According to the Sun Sentinal, which obtained copies of some of the letters, the 19-year-old is “being showered with attention” while being held at the Broward County jail. Broward County Public Defender Howard Finkelstein estimated that Cruz has received between 100 and 200 pieces in the mail since he arrived in mid-February. “In my 40 years as public defender, I’ve never seen this many letters to a defendant. Everyone now and then gets a few, but nothing like this,” he told the paper.
While the jail, which screens all incoming missives (minus legal documents), has read Cruz some of the religious letters, Finkelstein noted that “we have not and will not read him the fan letters or share the photos of scantily-clad teenage girls.”
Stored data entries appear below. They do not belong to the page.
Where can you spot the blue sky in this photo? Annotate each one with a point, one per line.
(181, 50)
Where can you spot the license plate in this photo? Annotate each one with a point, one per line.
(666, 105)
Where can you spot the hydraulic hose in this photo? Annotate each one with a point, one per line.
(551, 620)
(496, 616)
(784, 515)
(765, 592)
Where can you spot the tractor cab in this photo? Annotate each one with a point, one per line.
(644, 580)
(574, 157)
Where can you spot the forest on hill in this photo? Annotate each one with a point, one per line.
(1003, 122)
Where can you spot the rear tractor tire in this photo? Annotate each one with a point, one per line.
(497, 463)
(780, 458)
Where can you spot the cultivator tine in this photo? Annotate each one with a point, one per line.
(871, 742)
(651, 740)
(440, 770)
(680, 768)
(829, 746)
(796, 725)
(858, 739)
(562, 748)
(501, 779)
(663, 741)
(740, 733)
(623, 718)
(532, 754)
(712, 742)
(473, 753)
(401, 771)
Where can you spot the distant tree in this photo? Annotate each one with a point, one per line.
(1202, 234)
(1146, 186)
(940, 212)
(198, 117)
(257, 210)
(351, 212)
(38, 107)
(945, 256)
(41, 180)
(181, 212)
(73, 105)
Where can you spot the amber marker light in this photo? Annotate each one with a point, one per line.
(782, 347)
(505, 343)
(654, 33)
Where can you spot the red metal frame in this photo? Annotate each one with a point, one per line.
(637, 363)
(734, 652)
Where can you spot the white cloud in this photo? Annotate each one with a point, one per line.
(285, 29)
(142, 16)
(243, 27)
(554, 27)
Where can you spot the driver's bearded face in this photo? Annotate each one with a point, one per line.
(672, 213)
Cruz currently has about $800 in his commissary account, and Finkelstein shared that this has been filled, in part, by his fanbase. To raise funds, some supporters have gone so far as to create merchandise, including a $2 purple bracelet with the words “Justice for Nik” and T-shirts that read “I stand with Nikolas Cruz.”
However for Finkelstein, it’s the letters that shake him up the most because “they are written by regular, everyday teenage girls from across the nation. … That scares me. It’s perverted.” Finkelstein added that he worries “everyday boys and girls are starting to view him in an elevated way, looking up to his fame and notoriety.”
Gaining this celebrity status most likely served as one of Cruz’s motivators for perpetuating the massacre. “This love for notoriety and the desire to get it by being an anti-hero or villain goes back to Bonnie and Clyde, Jesse James, and Jack the Ripper,” Sherry Hamby, PhD, a research professor of psychology at Sewanee, the University of the South, and the founding editor of the American Psychological Association’s journal Psychology of Violence, told Yahoo Lifestyle.
“There are lots of figures from our past that have gone down in history in this way and proven that it’s a successful way to go down in history,” Hamby explained. “The desire to have fame in and of itself is not unusual or pathological, but there’s definitely this subgroup of the population who want to get it any way they can, and violence is not off the table for them.”
The media, Yahoo included, is partly to blame for the accused shooter’s fame. A problem resulting from reporting on mass shootings is, according to Hamby, that the tragedies have been proven to act “like an infectious disease, and have elements of what’s known as social contagion.” Unfortunately, one of the side-effects of so much attention is exposure to high-risk, vulnerable youth. And for those who are experiencing a lot of rejection, alienation, and family problems, associating with figures like Cruz can have a “titillating” effect. While most individuals respond to tragedies like the one at Parkland with horror, distress, or frustration, a person psychologically at risk can yield a completely different response.
“It’s just hard to even begin to express how different their reaction could be,” Hamby noted. “They see this, and it looks like power, a way of showing everybody. It may remind them of things they’ve seen in other violent media or video games and is now made real to them, and they might have a very positive response.”
Research is starting to emerge revealing how important it is, even in milder cases, how to disperse information during events like mass shootings, Hamby said, adding, “You have to be careful in how you talk about this so it doesn’t cause some to fantasize and project themselves into the world of the bad guy.”